Hi, Jan,

Please see my comments inlined.

Thanks
Yipeng

>-----Original Message-----
>From: Jan Scheurich [mailto:[email protected]]
>Sent: Monday, December 18, 2017 9:01 AM
>To: Wang, Yipeng1 <[email protected]>; [email protected]
>Cc: Gobriel, Sameh <[email protected]>; Tai, Charlie
><[email protected]>
>Subject: RE: [PATCH] dpif-netdev: Refactor datapath flow cache
>
>Hi Yipeng,
>
>Thanks a lot for your feedback. Please find some responses below.
>
>Regards, Jan
>
>
>From: Wang, Yipeng1 [mailto:[email protected]]
>Sent: Sunday, 17 December, 2017 19:49
>To: Jan Scheurich <[email protected]>; [email protected]
>Cc: Gobriel, Sameh <[email protected]>; Tai, Charlie
><[email protected]>
>Subject: RE: [PATCH] dpif-netdev: Refactor datapath flow cache
>
>Hi, Jan
>
>We went through the code and did some performance comparisons. We
>notice that the patch contains two parts of optimizations: EMC
>simplifying/resizing, and another layer of cache added before megaflow cache.
>The new cache idea has the same direction with our cuckoo distributor(CD)
>proposal we posted back in April
>(https://mail.openvswitch.org/pipermail/ovs-dev/2017-April/330570.html
><https://mail.openvswitch.org/pipermail/ovs-dev/2017-April/330570.html> )
>and presented in OvS 2017 conference. Comparing to our patch, we saw pros
>and cons for both CD and DFC, and currently seeking a way to combine the
>benefits of both patches. We are also seeking other ways to further simplify
>current datapath, to have a scalable while simple solution. Below are some
>detailed comments:
>
>For EMC part, we wonder if you enabled transparent huge page (THP) during
>the test. For our test case, the new EMC only gives a little speedup if THP
>enabled, since with huge page, reducing EMC entry does not benefit much.
>Also, reducing 2-hash to 1-hash actually harms certain traffic patterns we
>tested. I guess the optimization will largely depend on traffic patterns.
>Another question is that it seems when EMC lookup does
>"netdev_flow_key_equal_mf", the key length is not initialized yet. Thus, the
>key comparison actually does not do correctly. Could you please double check?
>
>[Jan] Yes, THP is enabled on my test setup, but I have doubts that it
>significantly boosts the performance of the DFC/EMC by transparently
>allocating that memory on a hugepage. Do you have a means to check that on
>a running OVS?

[Wang, Yipeng] In my test, I compared the proposed EMC with current EMC with 
same 16k entries.
If I turned off THP, the current EMC will cause many TLB misses because of its 
larger entry size, which I profiled with vTunes.
Once I turned on THP with no other changes, the current EMC's throughput 
increases a lot and is comparable with the newly
proposed EMC. From vTunes, the EMC lookup TLB misses decreases from 100 million 
to 0 during the 30sec profiling time.
So if THP is enabled, reducing EMC entry size may not give too much benefit 
comparing to the current EMC.
It is worth to mention that they both use similar amount of CPU cache since 
only the miniflow struct is accessed by CPU,
thus the TLB should be the major concern.

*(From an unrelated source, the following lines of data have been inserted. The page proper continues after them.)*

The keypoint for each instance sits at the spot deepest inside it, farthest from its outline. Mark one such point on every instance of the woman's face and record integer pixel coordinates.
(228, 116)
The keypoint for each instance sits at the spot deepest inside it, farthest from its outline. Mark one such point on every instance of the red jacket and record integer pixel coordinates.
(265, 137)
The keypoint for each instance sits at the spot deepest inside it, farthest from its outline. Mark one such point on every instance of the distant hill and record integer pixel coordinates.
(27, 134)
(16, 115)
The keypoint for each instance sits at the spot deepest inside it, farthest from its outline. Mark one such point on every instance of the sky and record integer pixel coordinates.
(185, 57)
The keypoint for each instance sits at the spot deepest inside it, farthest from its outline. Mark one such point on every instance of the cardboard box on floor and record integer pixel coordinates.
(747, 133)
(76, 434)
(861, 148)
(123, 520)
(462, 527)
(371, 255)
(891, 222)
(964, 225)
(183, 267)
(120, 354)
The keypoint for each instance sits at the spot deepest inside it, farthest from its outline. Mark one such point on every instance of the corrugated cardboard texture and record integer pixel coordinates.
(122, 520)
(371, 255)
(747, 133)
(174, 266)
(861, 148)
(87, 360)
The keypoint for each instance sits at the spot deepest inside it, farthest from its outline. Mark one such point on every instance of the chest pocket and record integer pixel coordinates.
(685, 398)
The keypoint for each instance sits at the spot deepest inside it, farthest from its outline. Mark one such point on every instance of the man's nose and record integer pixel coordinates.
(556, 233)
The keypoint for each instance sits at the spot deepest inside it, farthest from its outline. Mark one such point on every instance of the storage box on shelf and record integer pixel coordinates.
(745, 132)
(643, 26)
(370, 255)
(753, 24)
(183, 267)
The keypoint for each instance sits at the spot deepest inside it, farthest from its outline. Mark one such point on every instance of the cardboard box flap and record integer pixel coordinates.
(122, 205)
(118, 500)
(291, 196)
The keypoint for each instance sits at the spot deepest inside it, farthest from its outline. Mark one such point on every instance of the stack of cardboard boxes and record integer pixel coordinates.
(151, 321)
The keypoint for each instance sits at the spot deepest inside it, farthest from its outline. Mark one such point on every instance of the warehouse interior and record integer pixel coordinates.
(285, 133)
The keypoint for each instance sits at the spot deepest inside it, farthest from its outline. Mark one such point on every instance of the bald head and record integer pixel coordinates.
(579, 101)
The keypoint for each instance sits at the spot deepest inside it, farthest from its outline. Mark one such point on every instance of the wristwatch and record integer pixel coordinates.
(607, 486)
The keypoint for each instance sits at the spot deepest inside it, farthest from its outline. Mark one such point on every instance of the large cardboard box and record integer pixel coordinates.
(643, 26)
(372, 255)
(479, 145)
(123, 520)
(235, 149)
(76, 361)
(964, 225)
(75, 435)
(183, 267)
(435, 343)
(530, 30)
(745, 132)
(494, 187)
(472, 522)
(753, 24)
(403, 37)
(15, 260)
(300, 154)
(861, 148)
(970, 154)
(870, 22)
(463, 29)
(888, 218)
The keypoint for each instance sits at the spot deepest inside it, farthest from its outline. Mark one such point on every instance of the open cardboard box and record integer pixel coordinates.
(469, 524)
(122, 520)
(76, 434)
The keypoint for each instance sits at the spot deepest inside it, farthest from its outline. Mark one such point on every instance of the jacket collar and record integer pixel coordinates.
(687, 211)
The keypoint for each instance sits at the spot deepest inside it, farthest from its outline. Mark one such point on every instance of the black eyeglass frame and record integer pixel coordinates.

>My primary goal when I chose to change the EMC implementation from 2-way
>to 1-way associativity was to simplify the code. In my tests I have not seen 
>any
>benefit of having two possible locations for an EMC entry. As far as I can see
>there is no theoretical reason why we should expect systematic collisions of
>pairs of flows that would justify such a design. There may well be specific
>traffic patterns that benefit from 2-way EMC, but then there are obviously
>others for which 1-way performs better. In doubt I believe we should choose
>the simpler design.
>
[Wang, Yipeng] Yes that there is no systematic collisions. However, in general,
1-hash table tends to cause many more misses than 2-hash. For code simplicity,
I agree that 1-hash is simpler and much easier to understand. For performance,
if the flows can fit in 1-hash table, they should also stay in the primary 
location of the 2-hash table,
so basically they should have similar lookup speed. For large numbers of flows 
in general,
traffic will have higher miss ratio in 1-hash than 2-hash table. From one of 
our tests that has
10k flows and 3 subtable (test cases described later), and EMC is sized for 16k 
entries, 
the 2-hash EMC causes about 14% miss ratio,  while the 1-hash EMC causes 47% 
miss ratio.

>Regarding "netdev_flow_key_equal_mf", there is no difference to the
>baseline. The key length is taken from the stored EMC entry, not the packet's
>flow key.
>
[Wang, Yipeng] Sorry that I did not explain it correctly. It seems the key 
length may not be initialized
when emc_probablilistic_insert is called. If I am correct,  the EMC entry does 
not contain the right
key length and the EMC lookup does not use the correct length. This is because 
the emc insert
now happens during dfc_lookup but originally it happens after fast_processing.
Do I understand it correctly?

>For the DFC cache part, we compare with our CD patch we presented in the
>OvS conference. We saw CD begins to perform better than DFC with 2 or
>more subtables, and ~60% higher throughout with 20 subtables, especially
>when flow count is large (around 100k or more). We found CD is a more
>scalable implementation w.r.t subtable count and flow count. Part of the
>reason is that the 1-hash hash table of DFC does not perform consistently with
>various traffic patterns, and easily cause conflict misses. DFC's advantage
>shows up when all flows hit DFC or only 1 subtable exists. We are currently
>thinking about combining both approaches for example a hybrid model.
>
>[Jan] A DFC hit will always be faster than a CD hit because the latter involves
>an DPCLS subtable lookup. In my tests the DFC miss rate goes up from ~4% at
>5000 parallel flows to ~25% at 150K flows, so even for large number of flows
>most still hit DFC. The cost of traditional DPCLS lookup (i.e. subtable search)
>must be very high to cause a big degradation.
>
[Wang, Yipeng] We agree that a DFC hit performs better than a CD hit, but CD 
usually has higher
hit rate for large number of flows,  as the data shows later.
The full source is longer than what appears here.